If $f(x) \ge 0$, $f'(x) > 0$, and $a < b$ then $f(a) \lt \dfrac1{b-a}\int_a^b f(x) dx \lt f(b) $. This just says that the average value is between the minimum and maximum values.

Set $a = \dfrac{k-1}{n}$ and $b = \dfrac{k}{n}$ and sum.

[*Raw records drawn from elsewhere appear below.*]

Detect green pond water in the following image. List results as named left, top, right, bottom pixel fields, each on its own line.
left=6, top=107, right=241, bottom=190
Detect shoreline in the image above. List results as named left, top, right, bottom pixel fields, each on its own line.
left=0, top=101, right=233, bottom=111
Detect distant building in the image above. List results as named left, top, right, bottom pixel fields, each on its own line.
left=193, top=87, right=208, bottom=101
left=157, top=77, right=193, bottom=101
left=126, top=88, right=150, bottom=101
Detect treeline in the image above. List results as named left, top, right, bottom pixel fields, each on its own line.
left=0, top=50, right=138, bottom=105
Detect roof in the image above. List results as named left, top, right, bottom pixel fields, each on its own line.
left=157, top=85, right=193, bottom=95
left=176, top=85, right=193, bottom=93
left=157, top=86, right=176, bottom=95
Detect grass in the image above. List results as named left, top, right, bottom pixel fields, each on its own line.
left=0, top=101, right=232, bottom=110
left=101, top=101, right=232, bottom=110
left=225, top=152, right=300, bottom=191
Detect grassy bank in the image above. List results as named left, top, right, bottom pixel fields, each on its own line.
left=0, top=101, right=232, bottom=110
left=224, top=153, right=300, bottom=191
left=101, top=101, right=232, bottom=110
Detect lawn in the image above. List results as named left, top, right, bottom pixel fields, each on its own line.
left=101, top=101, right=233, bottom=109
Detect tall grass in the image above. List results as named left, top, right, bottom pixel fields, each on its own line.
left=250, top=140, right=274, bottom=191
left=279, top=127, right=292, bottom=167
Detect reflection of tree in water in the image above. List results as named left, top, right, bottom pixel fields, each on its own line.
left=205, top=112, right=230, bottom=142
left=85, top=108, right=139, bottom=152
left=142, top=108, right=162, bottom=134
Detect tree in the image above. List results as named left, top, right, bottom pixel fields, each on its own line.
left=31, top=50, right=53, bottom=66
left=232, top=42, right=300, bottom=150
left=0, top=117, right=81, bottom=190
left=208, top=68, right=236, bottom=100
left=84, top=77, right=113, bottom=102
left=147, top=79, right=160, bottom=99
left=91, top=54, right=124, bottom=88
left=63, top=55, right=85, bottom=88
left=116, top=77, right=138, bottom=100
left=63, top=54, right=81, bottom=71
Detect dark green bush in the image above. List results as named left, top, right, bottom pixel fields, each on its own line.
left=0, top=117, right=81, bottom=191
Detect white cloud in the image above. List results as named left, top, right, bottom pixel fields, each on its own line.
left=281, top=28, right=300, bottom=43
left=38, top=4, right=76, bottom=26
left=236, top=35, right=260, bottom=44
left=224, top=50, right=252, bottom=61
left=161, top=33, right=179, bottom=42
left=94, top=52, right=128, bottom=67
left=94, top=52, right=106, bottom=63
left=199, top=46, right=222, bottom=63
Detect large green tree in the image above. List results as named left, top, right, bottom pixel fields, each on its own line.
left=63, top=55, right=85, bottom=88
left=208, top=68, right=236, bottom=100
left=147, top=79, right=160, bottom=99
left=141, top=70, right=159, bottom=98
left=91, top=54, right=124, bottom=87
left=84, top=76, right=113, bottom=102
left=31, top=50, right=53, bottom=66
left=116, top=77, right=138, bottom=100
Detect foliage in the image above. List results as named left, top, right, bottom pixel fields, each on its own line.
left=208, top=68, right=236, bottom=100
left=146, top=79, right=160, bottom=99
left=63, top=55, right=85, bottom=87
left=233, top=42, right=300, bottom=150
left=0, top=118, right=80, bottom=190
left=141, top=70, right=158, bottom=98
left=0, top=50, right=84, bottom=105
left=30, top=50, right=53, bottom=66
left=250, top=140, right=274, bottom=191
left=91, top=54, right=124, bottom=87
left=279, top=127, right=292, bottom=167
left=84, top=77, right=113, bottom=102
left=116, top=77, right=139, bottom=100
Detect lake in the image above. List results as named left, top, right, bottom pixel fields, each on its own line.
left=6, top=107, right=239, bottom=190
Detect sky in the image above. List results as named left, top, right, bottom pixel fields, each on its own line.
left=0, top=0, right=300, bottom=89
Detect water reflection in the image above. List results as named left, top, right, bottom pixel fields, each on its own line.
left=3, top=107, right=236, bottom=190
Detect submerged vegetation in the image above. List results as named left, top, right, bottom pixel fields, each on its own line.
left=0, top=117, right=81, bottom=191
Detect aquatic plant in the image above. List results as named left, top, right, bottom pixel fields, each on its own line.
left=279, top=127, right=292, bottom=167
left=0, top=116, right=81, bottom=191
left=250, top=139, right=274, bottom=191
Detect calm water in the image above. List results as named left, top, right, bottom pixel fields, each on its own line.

Note that the inequality is reversed if $f'(x) < 0$.

Answer 2

Notice that the sums $T_n$ and $S_n$ appearing in the limits correspond to the lower and upper Darboux sums respectively, to the integral of the function $f(x)=x^5$ over the interval $[0,1]$ with respect to uniform partition $P_n=\{k/n:1\leq k\leq n\}$: $$T_n=\frac{1}{n}\sum^n_{k=1}\frac{(k-1)^5}{n^5}=L(f,P_n)< \int^1_0 x^5\,dx=\frac16 <S_n=U_n(f,P_n)=\frac1n \sum^n_{k=1}\frac{k^5}{n^5}$$

The trapezoidal approximation to the integral with respect to the uniform partition gives

$$ \tau(f;P_n)=\sum^n_{k=1}\frac{1}{n}\frac{\tfrac{k^5}{n^5}+\tfrac{(k-1)^5}{n^5}}{2}=\frac{1}{2}(T_n+S_n)$$ Since $f$ in convex, the line that joins the points $\big(\tfrac{k-1}{n},\frac{(k-1)^5}{n^5}\big)$ and $\big(\tfrac{k}{n},\frac{k^5}{n^5}\big)$ is above the graph of the function $f$ in the interval $I_k=\big[\tfrac{k-1}{n},\tfrac{k}{n}\big]$. Hence, the area of the trapezoid with vertices $\big(\tfrac{k-1}{n},0\big)$, $\big(\tfrac{k-1}n,\tfrac{(k-1)^5}{n^5}\big)$, $\big(\tfrac{k}{n},0\big)$, and $\big(\tfrac{k}n,\tfrac{k^5}{n^5}\big)$ is larger that the area between the graph of $f$ and the horizontal axis in the interval $\big[\tfrac{k-1}{n},\tfrac{k}{n}\big]$, that is $$\int^{k/n}_{(k-1)/n}x^5\,dx < \frac{(k-1)^5+k^5}{2n}$$ Consequently $$\frac16=\int^1_0x^5\,dx=\sum^n_{k=1}\int^{k/n}_{(k-1)/n}x^5\,dx<\sum^n_{k=1}\frac{k^5+(k-1)^5}{2n}=\frac{S_n+L_n}{2}$$